Consol Mining launches $800 million credit facilities to investors

By Sara Rosenberg

New York, Oct. 16 – Consol Mining Corp. (to be renamed Consol Energy Inc.) launched at its bank meeting on Monday $800 million of new credit facilities, according to a market source.

The facilities consist of a $300 million four-year revolver, a $100 million four-year term loan A and a $400 million five-year covenant-light term loan B.

Price talk on the term loan B is Libor plus 525 basis points with a 1% Libor floor and an original issue discount of 99, the source said.

The term loan B has 101 soft call protection for one year and an excess cash flow sweep of 75% at total net leverage of 2 times, 50% at total net leverage of less than 2 times but more than or equal to 1.5 times and 0% at total net leverage of less than 1.5 times.

Covenants under the revolver and term loan A are total net leverage, first-lien gross leverage and fixed-charge coverage.

Amortization on the term loan A is 15% in years one and two, 25% in year three and 45% in year four, and amortization on the term loan B is 1% per annum.

Incremental allowance is equal to the greater of $100 million and an amount such that first-lien gross leverage does not exceed 1.5 times. Amounts used for revolver are capped at $100 million.

Expected credit facilities ratings are Ba3/B+.

Citigroup Global Markets Inc., J.P. Morgan Securities LLC, PNC Capital Markets and Bank of America Merrill Lynch are the joint lead arrangers on the deal.

Commitments are due at 5 p.m. ET on Oct. 26, the source added.

Proceeds will be used to help fund the separation of Consol Mining from Consol Energy Inc.

Closing is expected in mid-to-late November.

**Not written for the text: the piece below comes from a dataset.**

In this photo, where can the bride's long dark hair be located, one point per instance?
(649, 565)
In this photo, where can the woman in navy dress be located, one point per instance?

Through the separation, Canonsburg, Pa.-based Consol Mining will take the Pennsylvania mining complex, Consol’s ownership interest in CNX Coal Resources LP, the marine terminal at Baltimore Port, undeveloped coal reserves located in the Northern Appalachian, Central Appalachian and Illinois basins and related coal assets and liabilities.

The remaining Consol company will own the exploration and production assets, specifically developed and undeveloped oil and gas properties, both leased and owned in fee, located primarily in Appalachia, with a primary focus in the continued development of Marcellus Shale acreage and the delineation and development of Utica Shale acreage, along with water services and land resource management services.